Full virulence of the pectinolytic enterobacterium Erwinia chrysanthemi strain 3937 depends on the production in planta of the
catechol-type
siderophore chrysobactin. Under
iron-limited conditions, E. chrysanthemi synthesizes a second
siderophore called
achromobactin belonging to the hydroxy/carboxylate class of
siderophore. In this study, we cloned and functionally characterized a 13 kb long operon comprising seven genes required for the biosynthesis (acs) and extracellular release (yhcA) of
achromobactin, as well as the gene encoding the specific outer membrane receptor for its ferric complex (acr). The promoter of this operon was negatively regulated by
iron. In a fur null mutant, transcriptional fusions to the acsD and acsA genes were constitutively expressed.

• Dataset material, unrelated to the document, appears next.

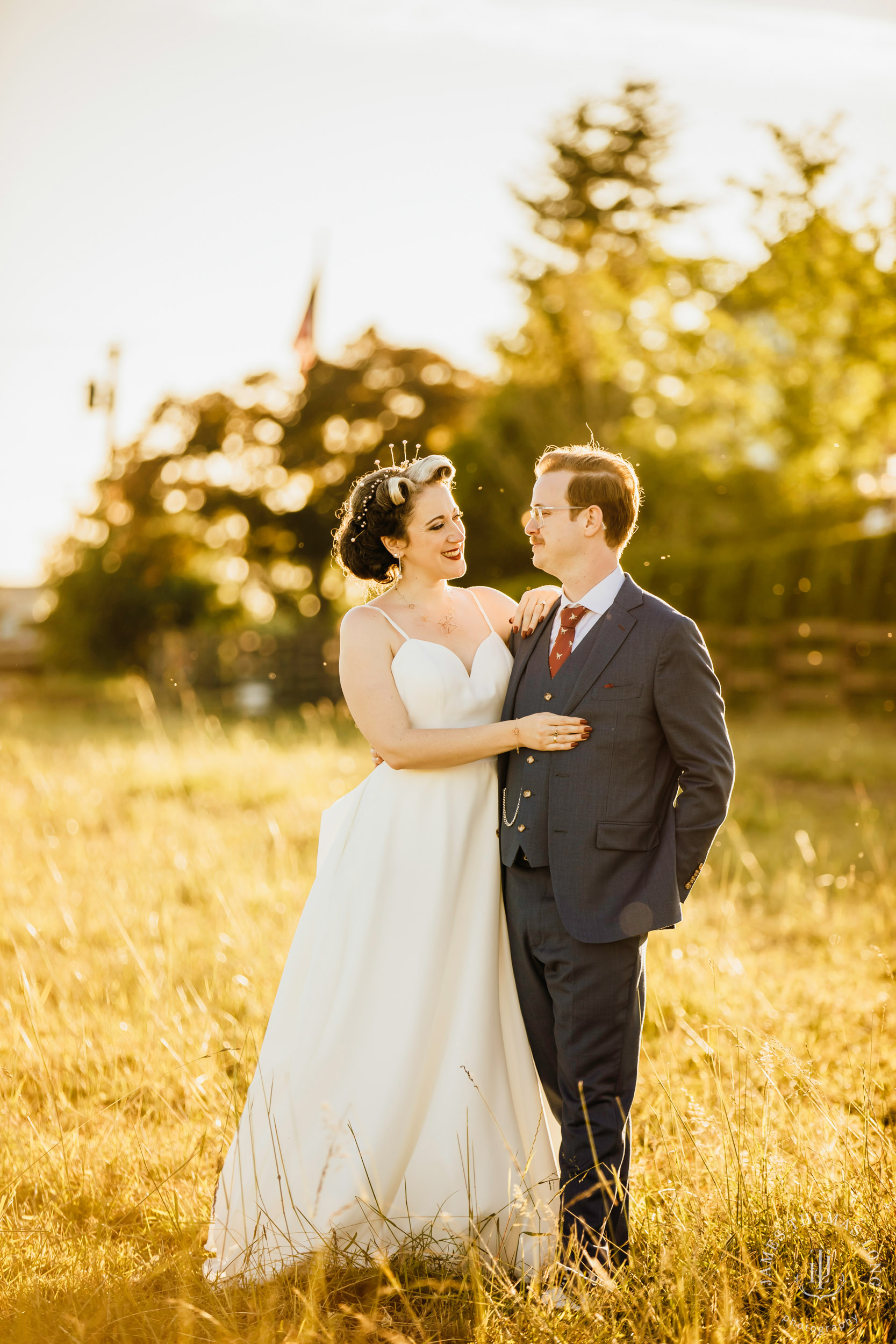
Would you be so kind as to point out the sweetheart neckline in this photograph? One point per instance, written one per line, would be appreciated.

Band shift assays showed that the purified E. chrysanthemi Fur repressor
protein specifically binds in vitro to the promoter region of the acsF gene confirming that the metalloregulation of the
achromobactin operon is achieved directly by Fur. The temporal production of
achromobactin in
iron-depleted bacterial cultures was determined:
achromobactin is produced before
chrysobactin and its production decreases as that of
chrysobactin increases. Pathogenicity tests performed on African violets showed that
achromobactin production contributes to the virulence of E. chrysanthemi. Thus, during
infection, synthesis of these two different
siderophores allows E. chrysanthemi cells to cope with the fluctuations of
iron availability encountered within plant tissues. Interestingly,
iron transport mediated by
achromobactin or a closely related
siderophore probably exists in other phytopathogenic bacterial species such as Pseudomonas syringae.